Products Technologies Demo Docs Blog Support Company

Smart Documents: Embed Document Versions in PDF/A-3 Containers

TX Text Control can embed and extract embedded files into and from PDF documents. This can be used to create intelligent document containers consisting of the original document for editing.

Smart Documents: Embed Document Versions in PDF/A-3 Containers

PDF/A-3 allows files of any format to be embedded. PDF/A-3 documents enable the transition from electronic paper to an electronic container that contains both human- and machine-readable versions of a document. Applications can extract the machine-readable portion of the PDF document for processing. A PDF/A-3 document can contain an unlimited number of embedded documents for different processes.

Smart Document Container

This standard can also be used to store different versions of a document in the same container. This container is a PDF/A-3 document, where the cover document is always the latest version of the document. This human-readable version can be viewed in any PDF reader, and editable versions are attached to the document. When a new version is created, the editable version is attached and the cover document is replaced.

The following illustration shows the layers of a PDF/A-3 document with the PDF cover document (human readable) and additional attached editable documents. This illustration shows an additional annotation layer representing JSON data added by the TX Text Control Document Viewer.

PDF/A-3 Document

The advantage of this scenario is that the PDF can be sent to anyone outside your infrastructure, and the current version of the document is always visible to anyone with a simple Acrobat Reader. The viewable version is always the most current version.

Create the Container

The following code shows how to use the ServerTextControl class to create a new PDF document with an attached document in the internal TX Text Control format for editing. The EmbeddedFiles property is used to attach documents to the array of attached documents.

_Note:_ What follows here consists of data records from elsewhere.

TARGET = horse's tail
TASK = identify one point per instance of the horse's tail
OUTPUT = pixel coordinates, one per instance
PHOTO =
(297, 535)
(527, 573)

public string CreateNewDocument(byte[] document) {

  var DocumentName = Guid.NewGuid().ToString() + ".pdf";

  using (TXTextControl.ServerTextControl tx = new TXTextControl.ServerTextControl()) {
    tx.Create();
    tx.Load(document, BinaryStreamType.InternalUnicodeFormat);

    byte[] dataTx;

    // save the blank document in the internal TX format
    tx.Save(out dataTx, TXTextControl.BinaryStreamType.InternalUnicodeFormat);

    // create an attachment
    EmbeddedFile embeddedFile = new EmbeddedFile("original.tx", dataTx, null);
    embeddedFile.Relationship = "Source";

    TXTextControl.SaveSettings saveSettings = new TXTextControl.SaveSettings() {
      EmbeddedFiles = new EmbeddedFile[] { embeddedFile }
    };

    // save a PDF with the attached Text Control document embedded
    tx.Save(DocumentName,
      TXTextControl.StreamType.AdobePDF,
      saveSettings);
  }

  return DocumentName;
}

Extract the Editable Document

The ExtractSmartDocument method loads a PDF/A-3 document and extracts the most recent original TX Text Control document from the attached files, which is returned as a byte array.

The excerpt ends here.